Currently, most of the licensing for Arizona microdistilleries happens at the federal level. There are no state laws specifically directed at microdistilleries, according to Lee Hill, communications director at the Arizona Department of Liquor Licenses and Control. The businesses have to follow guidelines directed at all liquor producers and secure city permits as well.

“Because we don’t currently have a microdistillery license in Arizona, there is no industry to track,” she said. “I can say that the Department of Liquor receives calls about this daily.”

SB 1397, a liquor omnibus bill, could change the way licensing is handled. It would provide a specific microdistilling license and allow craft distillers to sell directly to retailers instead of using a distributor, which is required under current law. It would also cap the amount microdistillers could produce at 2,378 gallons.

Authored by Sen. John McComish, R-Ahwatukee, the bill had won Senate approval and was awaiting action by the full House.

Tucson distiller Stephen Paul used to own a furniture design company that used mesquite wood, which inspired Hamilton Distillers’ mesquite-smoked whiskeys.

“We have this very strong identity with where we’re from,” Paul said. “We would always barbecue with our mesquite scraps. And we drink scotch. So why couldn’t we malt barley over a mesquite fire?”

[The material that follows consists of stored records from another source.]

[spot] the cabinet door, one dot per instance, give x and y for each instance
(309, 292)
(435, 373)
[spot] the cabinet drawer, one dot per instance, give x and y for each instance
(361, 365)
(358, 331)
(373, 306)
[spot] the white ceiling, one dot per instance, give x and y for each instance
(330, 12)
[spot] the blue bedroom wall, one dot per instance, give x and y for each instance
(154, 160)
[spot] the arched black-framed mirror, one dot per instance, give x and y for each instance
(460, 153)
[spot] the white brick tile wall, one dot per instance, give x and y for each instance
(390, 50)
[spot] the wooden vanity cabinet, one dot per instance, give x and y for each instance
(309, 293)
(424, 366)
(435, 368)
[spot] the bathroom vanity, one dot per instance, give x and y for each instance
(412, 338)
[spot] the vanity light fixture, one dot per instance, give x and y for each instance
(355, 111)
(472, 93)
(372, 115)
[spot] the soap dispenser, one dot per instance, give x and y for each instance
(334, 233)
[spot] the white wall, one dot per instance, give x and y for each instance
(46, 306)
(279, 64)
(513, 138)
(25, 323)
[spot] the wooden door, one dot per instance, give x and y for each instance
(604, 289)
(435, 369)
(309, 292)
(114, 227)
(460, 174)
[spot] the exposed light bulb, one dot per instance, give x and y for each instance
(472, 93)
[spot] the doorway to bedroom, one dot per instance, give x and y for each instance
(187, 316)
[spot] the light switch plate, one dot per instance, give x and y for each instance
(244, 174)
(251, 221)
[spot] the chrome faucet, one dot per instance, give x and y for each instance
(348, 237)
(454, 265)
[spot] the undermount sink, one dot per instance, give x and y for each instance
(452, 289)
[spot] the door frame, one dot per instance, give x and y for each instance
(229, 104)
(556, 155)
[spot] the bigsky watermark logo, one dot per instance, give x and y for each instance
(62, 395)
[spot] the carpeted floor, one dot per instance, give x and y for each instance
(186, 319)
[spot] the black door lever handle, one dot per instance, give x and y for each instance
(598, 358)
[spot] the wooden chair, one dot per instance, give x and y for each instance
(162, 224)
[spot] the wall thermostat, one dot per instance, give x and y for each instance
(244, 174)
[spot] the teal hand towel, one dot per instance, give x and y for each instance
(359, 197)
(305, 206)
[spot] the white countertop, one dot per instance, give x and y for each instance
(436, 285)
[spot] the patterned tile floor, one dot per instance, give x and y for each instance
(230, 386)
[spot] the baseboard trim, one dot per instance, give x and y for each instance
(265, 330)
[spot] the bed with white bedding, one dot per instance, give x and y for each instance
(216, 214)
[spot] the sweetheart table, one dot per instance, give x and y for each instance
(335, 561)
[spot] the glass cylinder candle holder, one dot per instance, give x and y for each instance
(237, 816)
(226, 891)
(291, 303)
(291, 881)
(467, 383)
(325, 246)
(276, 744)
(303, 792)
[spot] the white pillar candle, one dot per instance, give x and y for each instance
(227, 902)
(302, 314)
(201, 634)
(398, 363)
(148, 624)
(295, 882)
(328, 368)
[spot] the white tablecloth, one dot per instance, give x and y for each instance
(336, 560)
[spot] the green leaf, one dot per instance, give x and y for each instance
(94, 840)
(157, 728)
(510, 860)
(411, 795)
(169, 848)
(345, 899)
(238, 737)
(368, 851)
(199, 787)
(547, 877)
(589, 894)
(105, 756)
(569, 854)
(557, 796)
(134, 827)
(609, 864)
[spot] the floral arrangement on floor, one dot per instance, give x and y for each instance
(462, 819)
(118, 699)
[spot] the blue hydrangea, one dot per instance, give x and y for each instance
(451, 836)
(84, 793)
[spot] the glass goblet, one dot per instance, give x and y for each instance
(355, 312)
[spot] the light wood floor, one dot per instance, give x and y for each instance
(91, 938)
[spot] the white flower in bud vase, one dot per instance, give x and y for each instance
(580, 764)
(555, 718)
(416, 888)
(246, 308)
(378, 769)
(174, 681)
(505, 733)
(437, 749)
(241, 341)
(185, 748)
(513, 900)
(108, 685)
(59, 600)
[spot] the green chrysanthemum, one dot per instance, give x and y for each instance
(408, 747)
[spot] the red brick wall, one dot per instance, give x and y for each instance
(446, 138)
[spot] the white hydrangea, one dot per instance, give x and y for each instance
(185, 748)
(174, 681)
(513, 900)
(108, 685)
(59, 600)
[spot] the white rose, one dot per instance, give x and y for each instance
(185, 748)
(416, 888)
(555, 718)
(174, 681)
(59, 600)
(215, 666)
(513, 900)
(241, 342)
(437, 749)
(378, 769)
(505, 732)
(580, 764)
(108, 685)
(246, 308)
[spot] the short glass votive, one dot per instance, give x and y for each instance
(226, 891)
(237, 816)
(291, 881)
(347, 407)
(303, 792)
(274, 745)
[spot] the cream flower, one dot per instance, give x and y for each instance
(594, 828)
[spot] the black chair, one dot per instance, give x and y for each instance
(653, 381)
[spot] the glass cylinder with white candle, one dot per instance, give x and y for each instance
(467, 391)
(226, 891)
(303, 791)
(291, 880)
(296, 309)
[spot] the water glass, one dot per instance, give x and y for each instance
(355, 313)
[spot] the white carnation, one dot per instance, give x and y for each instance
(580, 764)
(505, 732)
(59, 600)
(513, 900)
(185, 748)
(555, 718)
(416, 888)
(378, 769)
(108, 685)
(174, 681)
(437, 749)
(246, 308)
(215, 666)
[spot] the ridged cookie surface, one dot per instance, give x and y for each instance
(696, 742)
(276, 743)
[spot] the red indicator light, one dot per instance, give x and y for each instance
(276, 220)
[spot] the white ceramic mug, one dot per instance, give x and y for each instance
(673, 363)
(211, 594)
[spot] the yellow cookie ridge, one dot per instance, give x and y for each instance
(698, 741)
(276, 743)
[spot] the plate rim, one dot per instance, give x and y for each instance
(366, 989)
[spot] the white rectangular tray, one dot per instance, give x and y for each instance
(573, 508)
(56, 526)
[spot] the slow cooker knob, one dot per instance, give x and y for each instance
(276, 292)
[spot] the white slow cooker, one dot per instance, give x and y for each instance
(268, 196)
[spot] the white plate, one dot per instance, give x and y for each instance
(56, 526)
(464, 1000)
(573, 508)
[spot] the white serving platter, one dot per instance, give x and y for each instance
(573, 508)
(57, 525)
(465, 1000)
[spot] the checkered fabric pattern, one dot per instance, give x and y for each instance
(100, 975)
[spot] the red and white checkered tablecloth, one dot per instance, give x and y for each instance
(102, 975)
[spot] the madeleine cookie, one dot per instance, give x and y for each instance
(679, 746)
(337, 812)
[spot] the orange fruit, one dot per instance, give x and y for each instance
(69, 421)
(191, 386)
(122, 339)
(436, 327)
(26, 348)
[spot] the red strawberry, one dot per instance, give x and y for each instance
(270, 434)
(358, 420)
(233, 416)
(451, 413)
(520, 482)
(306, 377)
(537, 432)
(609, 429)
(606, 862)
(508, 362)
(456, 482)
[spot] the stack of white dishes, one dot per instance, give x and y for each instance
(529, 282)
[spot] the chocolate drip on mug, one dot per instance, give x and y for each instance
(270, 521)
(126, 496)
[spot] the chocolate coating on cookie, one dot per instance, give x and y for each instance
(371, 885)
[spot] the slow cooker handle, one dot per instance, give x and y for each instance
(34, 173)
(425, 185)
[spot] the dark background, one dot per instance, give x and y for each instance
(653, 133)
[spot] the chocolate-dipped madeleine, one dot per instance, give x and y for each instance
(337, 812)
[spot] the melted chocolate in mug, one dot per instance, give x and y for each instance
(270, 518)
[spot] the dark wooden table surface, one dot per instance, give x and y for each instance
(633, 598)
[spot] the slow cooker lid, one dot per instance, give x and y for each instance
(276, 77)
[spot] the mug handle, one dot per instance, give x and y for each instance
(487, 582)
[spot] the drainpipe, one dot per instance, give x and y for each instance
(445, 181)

At first, Paul made only about 450 bottles and sold to bars and restaurants, and they sold out much quicker than expected.

“I was kind of naive,” he said. “I wasn’t looking that far ahead at what it would turn into. It just kind of snowballed.”

Now Paul secured about $1 million from investors and will move into an industrial space and purchase more equipment to expand the business. He hasn’t made any money so far.

“I think one of the biggest misconceptions about starting a microdistillery is that you can make money on a small scale,” he said. “We lose money every time we walk in the door … This romantic notion which people have about starting a distillery, which I had, is that you can just be small. But that’s a killer.”

Since the industry is so new in the state, forging a path can be difficult, according to John Patt, owner of Desert Diamond Distillery in Kingman.

“It’s a tough area to start a business in the sense of distilling because it’s like the frontier,” Patt said. “It’s not well-established … You have to learn to adapt.”

Patt said he gets calls from all over the state asking about starting a distillery.

The industry is growing so much that it has its own event: The Chandler Craft Spirits Festival on April 26 will be the first of the sort in the state. Festival coordinator Tiffany Jarratt-Shultz said it’s part of the growing locavore trend.

“Craft spirits are kind of where craft beers were 10 years ago,” she said. “It’s something that people are looking for. They’re looking for smaller-batch stuff and things that are really good instead of something that’s mass-produced.”

As for Hu, Arizona Distilling’s product line will expand from three to six in the next few months to add rye, an agave spirit and a beer/whiskey collaboration with Four Peaks Brewing Co.

“We’re trying to figure out how to keep up with demand,” he said. “We really have to seize the moment now.”